DK Holm, blogging for the Vancouver Voice, spots a recent trend, "the 'quarantine' movie. This is a film that posits the arrival of some aggressive and murderous agent or a grave disease that necessitates the isolation of a building, town, or country."
"In a letter uncovered this week, we learn of the Clockwork Orange conceived back before Stanley Kubrick came on board and made his film with Malcolm McDowell," reports Sean Michaels in the Guardian. "It reveals that Mick Jagger wanted to play the psychotic thug Alex, while the Beatles were interested in providing the soundtrack."
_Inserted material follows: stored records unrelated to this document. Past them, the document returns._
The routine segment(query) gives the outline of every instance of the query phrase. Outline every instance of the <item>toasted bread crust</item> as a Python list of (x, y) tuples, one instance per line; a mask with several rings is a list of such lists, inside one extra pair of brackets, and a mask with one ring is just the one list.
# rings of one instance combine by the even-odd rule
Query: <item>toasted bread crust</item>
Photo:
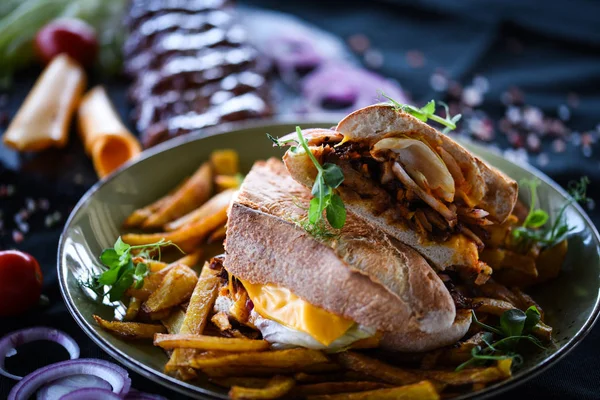
[(452, 326), (435, 334), (421, 331), (398, 334), (385, 332), (380, 345), (384, 349), (404, 352), (422, 352), (450, 346), (467, 334), (471, 326), (471, 311), (458, 310)]
[(490, 213), (489, 219), (503, 222), (512, 212), (518, 185), (503, 172), (471, 154), (447, 135), (403, 111), (386, 104), (361, 108), (346, 116), (336, 127), (346, 141), (374, 144), (384, 137), (402, 134), (425, 140), (432, 148), (443, 147), (458, 163), (471, 185), (476, 207)]
[(309, 199), (280, 161), (257, 162), (230, 209), (225, 268), (383, 331), (452, 325), (452, 298), (421, 256), (352, 213), (337, 237), (316, 240), (293, 222)]

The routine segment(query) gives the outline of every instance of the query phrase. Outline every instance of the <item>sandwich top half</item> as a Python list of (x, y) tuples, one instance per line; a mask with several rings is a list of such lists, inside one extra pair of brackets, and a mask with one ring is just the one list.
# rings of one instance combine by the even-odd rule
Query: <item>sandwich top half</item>
[(416, 251), (352, 212), (336, 235), (301, 226), (311, 198), (276, 159), (257, 162), (234, 198), (223, 265), (229, 285), (216, 308), (281, 346), (340, 349), (378, 336), (381, 346), (419, 351), (460, 339), (470, 314), (457, 313), (444, 283)]
[[(513, 179), (387, 104), (357, 110), (334, 129), (309, 129), (303, 136), (321, 164), (343, 171), (337, 190), (355, 215), (439, 270), (459, 267), (481, 280), (491, 273), (479, 251), (485, 227), (504, 222), (516, 204)], [(288, 150), (284, 162), (295, 180), (312, 186), (317, 171), (301, 147)]]

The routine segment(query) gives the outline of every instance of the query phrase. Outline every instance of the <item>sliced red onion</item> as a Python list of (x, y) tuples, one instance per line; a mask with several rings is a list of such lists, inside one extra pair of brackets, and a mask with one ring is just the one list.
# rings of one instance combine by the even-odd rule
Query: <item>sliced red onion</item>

Keith Uhlich launches a new series of columns at the House Next Door: "Keith's Korner: Confessions from the Editor."
A fresh list at the AV Club: "'I'm trying to rape the viewer into independence': 17 Notorious Living, Working Cinematic Provocateurs."
At Slackerwood, Anne Heller has notes from Laura Dunn and Robert Redford's presentation of The Unforeseen in Austin in March.
Errol Morris's Standard Operating Procedure and Barbara Kopple's Harlan County, USA get David Byrne thinking about objectivity and truth.
All "caveats aside, I found My Blueberry Nights to be a somewhat beautiful, poignant film," writes MS Smith.
Noir of the Week: Frank Launder's I See a Dark Stranger.
"What to watch for Mother's Day?" A list from Flickipedia.
At FilmInFocus, designer Jonathan Adler picks five films featuring a notable sense of design.
Online viewing tip. The demo for Iron Sky. Nazis on the Moon!
Online viewing tips, round 1. From Alison Willmore: "Isabella Rossellini's Green Porno shorts, in which she enacts the mating rituals of various insects, are now all up online here."
Online viewing tips, round 2. Brian Eno on "the best film I've ever seen," Barry Lyndon. Via Coudal Partners, also pointing to Martin Schoeller's Close Up.
Online viewing tips from Jerry Lentz: a talk with film historian William K Everson. More. And more talks with Scott B and Beth B, Stuart Gordon and Max von Sydow.
Posted by dwhudson at May 6, 2008 2:09 PM
Comments
Um, hasn't the Stones' "Clockwork" attempt been common knowledge for years, if not decades?